There are several problems in your approach:

• The first problem is that your consider ordered pair instead of unordered. Really the cases $$(1, 2)$$ and $$(2, 1)$$ are the same and should be replaced by $$\{\,1, 2\,\}$$. The number of unordered pairs is $$\frac{k(k - 1)}{2}$$.

• The second problem is that you allow other people to have the same birthday as the selected pair. Therefore you count the same combination several times. For example, if there are $$k = 5$$ people with the same birthday, you will count this option $$\frac{k(k - 1)}{2} = 10$$ times. However just removing for all others this one day is not enough, because there are cases when two pairs share birthday (unique for each pair). And the problem is still the same: you count the same combination several times. Therefore you should make all other birthdays to be pairwise distinct, and probability is $$\frac{k(k - 1)}{2} \cdot \frac{365 \cdot 364 \cdots (365 - (k - 2))}{365^k}$$.

• The third problem follows from the second one, but it is the most significant. You should consider also cases when $$3, 4, \ldots, k$$ people have the same birthday. This is not a big deal: if exactly $$\ell$$ people share birthday and all others have pairwise distinct birthdays the probability is $$\binom{k}{\ell} \cdot \frac{365 \cdot 364 \cdots \cdot (365 - (k - \ell))}{365^k}$$. However there are more complicated cases, when there are two pairs sharing birthday (unique for each pair), when there are such pair and triple, when there are ten such pairs, six triples and three quadruples and so on. The number of cases you should consider is exponential of $$k$$ and there is no simple way to consider them all.

The number of possible combinations of birthdays such that nobody shares a birthday out of $$k$$ individuals (assuming that $$k<365$$) is $${365(364)(363)…(365-k+1)}$$.

The total number of possible birthdays is $$365^k$$.

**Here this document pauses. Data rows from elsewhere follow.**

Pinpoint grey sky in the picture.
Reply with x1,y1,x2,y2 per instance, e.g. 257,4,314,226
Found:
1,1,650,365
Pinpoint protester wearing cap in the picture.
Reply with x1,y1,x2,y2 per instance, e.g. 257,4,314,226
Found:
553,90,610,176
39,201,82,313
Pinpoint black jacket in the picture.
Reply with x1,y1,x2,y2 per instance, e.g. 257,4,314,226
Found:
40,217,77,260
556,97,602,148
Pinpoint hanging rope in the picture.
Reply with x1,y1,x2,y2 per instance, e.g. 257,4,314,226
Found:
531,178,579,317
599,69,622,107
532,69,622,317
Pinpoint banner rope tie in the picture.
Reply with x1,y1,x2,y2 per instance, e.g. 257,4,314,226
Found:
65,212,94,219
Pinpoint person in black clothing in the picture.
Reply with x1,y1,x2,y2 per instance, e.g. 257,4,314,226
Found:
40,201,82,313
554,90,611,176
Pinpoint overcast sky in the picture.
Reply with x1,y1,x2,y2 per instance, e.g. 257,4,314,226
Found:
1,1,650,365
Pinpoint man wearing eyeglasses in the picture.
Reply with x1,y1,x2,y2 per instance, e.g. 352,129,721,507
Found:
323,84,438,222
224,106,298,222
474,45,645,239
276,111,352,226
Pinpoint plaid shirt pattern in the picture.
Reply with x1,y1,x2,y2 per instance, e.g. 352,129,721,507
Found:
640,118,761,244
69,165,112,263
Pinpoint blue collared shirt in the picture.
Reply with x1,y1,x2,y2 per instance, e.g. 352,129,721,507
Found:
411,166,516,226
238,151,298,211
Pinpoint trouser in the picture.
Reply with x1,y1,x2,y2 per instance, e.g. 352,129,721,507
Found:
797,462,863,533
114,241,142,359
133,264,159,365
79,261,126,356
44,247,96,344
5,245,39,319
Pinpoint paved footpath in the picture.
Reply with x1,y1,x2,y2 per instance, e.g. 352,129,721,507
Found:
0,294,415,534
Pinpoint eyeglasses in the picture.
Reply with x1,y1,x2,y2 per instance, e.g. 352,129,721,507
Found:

Therefore, the probability that nobody shares a birthday will be $$\frac{365(364)…(365-k+1)}{365^k}$$.

We can then work out the probability that at least $$2$$ people share a birthday by simply computing $$1-\frac{365(364)…(365-k+1)}{365^k}$$ - giving us the required answer to your problem.

Now that begs the question of what is wrong with your solution. The issue is that you shouldn’t multiply $$k(k-1)$$, you should be multiplying the number of possible positions available for an individuals birthday. For example, if we fix the first person’s birthday, then there are now 364 choices for the second person’s birthday to lie on (assuming that they do not share a birthday).